In late January, Oracle announced that the company would stop supporting its ubiquitous Java plug-in, which would be, in developer terminology, "deprecated" in the next version of the Java software development kit, slated for release in 2017.
The announcement comes not as a surprise but a recognition of a trend among browser developers toward removing the ability of third parties to add code—and potentially security flaws—to their software and users' systems. Attackers have often exploited vulnerabilities in the two most popular plug-ins—Java and Adobe's Flash—building attacks into popular hacking tools known as exploit kits.
"With modern browser vendors working to restrict and reduce plugin support in their products, developers of applications that rely on the Java browser plugin need to consider alternative options," Oracle stated in its Jan. 27 announcement.
For two decades, browsers have supported the addition of plug-ins through the use of a standard application programming interface, known as the Netscape Plugin API, or NPAPI. The ability to add plug-ins allowed developers to boost the functionality and interactivity of browsers.

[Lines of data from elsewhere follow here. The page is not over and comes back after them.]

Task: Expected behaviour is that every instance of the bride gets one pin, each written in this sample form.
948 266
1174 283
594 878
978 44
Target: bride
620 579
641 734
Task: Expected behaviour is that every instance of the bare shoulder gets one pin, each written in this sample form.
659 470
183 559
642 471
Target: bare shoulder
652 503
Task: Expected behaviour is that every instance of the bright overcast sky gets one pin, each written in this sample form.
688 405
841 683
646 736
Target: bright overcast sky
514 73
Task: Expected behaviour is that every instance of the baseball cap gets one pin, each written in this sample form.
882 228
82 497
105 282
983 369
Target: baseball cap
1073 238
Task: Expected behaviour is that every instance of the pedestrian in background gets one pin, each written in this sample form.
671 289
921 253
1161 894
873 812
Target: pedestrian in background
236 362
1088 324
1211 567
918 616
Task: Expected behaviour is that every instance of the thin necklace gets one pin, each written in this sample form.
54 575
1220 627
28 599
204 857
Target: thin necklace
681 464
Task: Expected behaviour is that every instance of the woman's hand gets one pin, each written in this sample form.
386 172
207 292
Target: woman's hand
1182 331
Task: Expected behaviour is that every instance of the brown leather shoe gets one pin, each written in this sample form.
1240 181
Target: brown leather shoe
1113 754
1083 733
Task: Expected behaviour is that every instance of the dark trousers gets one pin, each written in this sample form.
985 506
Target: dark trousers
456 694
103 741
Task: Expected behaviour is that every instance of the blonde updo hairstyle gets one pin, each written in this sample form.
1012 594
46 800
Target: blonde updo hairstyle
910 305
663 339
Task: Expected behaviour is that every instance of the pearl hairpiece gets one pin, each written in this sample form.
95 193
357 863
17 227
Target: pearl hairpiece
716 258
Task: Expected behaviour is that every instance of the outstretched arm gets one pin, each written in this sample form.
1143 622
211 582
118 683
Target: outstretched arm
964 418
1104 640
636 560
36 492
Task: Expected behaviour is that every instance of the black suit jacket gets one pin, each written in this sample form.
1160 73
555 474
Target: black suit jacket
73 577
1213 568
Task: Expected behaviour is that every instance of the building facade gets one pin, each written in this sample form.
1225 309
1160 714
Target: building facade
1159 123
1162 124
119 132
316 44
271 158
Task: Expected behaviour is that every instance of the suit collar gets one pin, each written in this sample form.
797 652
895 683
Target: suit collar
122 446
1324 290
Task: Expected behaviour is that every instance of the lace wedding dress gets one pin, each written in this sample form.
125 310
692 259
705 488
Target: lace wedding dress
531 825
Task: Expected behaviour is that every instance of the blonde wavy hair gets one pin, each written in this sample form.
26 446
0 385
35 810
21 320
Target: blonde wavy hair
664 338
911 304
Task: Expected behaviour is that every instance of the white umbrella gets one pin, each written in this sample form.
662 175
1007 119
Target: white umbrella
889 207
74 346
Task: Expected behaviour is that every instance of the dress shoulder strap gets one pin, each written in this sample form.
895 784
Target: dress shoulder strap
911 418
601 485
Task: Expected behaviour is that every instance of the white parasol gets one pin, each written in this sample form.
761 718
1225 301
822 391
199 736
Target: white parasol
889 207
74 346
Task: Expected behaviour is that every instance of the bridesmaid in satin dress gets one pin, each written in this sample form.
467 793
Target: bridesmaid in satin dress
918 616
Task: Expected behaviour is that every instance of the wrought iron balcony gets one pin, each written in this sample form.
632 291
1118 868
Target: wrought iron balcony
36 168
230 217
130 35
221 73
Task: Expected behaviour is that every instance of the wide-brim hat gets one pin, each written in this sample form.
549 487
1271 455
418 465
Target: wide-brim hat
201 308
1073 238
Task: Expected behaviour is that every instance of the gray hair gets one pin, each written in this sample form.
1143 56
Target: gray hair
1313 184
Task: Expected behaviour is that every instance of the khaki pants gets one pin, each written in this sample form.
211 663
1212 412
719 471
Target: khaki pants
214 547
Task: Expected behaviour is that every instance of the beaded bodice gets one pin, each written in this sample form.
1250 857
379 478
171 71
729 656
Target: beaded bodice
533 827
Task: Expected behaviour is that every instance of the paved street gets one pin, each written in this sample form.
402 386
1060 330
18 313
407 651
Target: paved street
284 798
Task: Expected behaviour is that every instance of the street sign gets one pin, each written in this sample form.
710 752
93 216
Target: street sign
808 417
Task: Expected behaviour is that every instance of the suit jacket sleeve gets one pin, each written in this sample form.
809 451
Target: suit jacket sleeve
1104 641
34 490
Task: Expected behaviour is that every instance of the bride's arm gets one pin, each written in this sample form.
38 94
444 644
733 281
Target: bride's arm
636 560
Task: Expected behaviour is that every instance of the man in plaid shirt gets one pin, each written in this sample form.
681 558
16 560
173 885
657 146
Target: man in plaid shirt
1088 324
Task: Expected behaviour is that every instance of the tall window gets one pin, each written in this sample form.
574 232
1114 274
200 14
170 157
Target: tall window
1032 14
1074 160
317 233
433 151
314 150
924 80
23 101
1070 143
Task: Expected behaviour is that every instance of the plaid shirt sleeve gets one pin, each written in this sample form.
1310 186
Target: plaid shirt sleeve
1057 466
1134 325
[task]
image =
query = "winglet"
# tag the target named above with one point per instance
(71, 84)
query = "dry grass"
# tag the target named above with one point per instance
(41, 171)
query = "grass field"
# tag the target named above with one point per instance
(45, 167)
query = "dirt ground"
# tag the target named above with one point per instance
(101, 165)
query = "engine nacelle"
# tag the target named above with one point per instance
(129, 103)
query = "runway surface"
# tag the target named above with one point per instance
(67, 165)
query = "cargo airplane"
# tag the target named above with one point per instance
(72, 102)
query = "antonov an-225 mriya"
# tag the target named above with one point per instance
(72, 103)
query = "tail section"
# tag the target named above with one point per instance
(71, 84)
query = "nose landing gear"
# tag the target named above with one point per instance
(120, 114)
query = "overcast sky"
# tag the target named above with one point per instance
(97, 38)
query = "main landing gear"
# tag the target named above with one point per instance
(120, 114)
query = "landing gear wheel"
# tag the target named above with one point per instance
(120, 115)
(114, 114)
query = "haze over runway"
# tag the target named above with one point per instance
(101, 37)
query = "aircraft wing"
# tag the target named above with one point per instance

Video streaming, interactivity and games all started as plug-ins.
Yet, the hazards posed by bugs introduced by developers and the inconsistent updating of plug-ins by developers and end users leave many systems vulnerable to attack. Browser makers took the first steps to exorcise plug-ins from their software in 2013, when Google and then Mozilla started phasing out support.
"There will be an immediate benefit in terms of security from closing off access," Christopher Budd, global threat communications manager for security firm Trend Micro, told eWEEK. "But if you take a step back, removing plug-ins is a huge thing in terms of the history of the Internet. This amounts to the era of infinite extensibility for the Web coming to a close."

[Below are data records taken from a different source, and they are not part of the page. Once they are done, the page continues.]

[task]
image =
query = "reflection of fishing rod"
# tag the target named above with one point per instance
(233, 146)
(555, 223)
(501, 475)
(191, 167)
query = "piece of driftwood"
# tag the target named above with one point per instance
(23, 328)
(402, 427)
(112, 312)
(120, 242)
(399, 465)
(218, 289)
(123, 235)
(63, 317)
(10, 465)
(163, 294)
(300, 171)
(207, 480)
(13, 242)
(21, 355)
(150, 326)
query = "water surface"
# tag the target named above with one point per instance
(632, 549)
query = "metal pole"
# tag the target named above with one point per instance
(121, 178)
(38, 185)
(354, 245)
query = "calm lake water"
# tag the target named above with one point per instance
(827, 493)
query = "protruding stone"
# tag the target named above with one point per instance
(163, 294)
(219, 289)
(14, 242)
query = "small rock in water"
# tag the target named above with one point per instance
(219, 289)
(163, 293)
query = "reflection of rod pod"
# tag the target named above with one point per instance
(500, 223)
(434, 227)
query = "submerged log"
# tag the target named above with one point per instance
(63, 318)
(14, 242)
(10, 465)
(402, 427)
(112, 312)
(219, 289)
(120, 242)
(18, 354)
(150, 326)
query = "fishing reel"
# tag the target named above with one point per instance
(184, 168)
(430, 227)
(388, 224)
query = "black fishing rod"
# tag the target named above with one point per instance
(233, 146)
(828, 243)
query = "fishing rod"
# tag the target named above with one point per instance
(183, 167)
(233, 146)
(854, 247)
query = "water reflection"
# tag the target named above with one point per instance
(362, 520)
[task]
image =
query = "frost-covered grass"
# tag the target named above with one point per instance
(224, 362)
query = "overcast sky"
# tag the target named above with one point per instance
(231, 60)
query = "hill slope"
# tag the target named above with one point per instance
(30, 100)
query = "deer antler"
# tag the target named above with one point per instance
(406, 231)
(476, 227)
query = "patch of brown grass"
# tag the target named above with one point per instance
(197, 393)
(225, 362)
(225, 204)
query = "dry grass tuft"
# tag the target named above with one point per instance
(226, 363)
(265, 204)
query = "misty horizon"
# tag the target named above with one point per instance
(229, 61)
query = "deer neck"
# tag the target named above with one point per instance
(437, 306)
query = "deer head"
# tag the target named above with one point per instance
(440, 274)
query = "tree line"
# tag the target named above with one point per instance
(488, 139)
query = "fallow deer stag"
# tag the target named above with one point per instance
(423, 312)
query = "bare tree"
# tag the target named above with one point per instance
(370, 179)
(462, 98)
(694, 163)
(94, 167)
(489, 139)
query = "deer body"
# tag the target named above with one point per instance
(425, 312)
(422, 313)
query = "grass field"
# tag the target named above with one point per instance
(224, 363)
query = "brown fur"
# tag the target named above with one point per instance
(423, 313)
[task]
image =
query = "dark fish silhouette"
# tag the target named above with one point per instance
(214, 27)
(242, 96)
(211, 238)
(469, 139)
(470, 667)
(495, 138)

The major argument against plug-ins is that they allow unvetted code to affect the security of the browser. Each additional software extension requires the user to pay attention to another set of developers and their code bases.
Not only do users have to worry about updating their browser, but they have to worry about whether the developers are properly securing their code, Daniel Veditz, principal security engineer at Mozilla, told eWEEK in an email interview. In 2013, Mozilla issued an update to its browser to make the installation of plug-ins a manual procedure.
"The biggest risk to users is using out-of-date software and as a class, plug-ins have a terrible track record for quickly updating with security fixes—or updating at all," Veditz said. "Users are safer if their exposure to potentially harmful Internet content is limited to a modern browser that focuses on user security and aggressively auto-updates."
In the past, the third-party nature of plug-ins lured browser makers into thinking that the add-on software was not their responsibility, said Trend Micro's Budd, who used to work at Microsoft.
"When I was at Microsoft, when we looked at Java or Adobe, it was a completely different program, totally separate from what we were doing. So it was their thing to take care of and not ours to worry about," he said.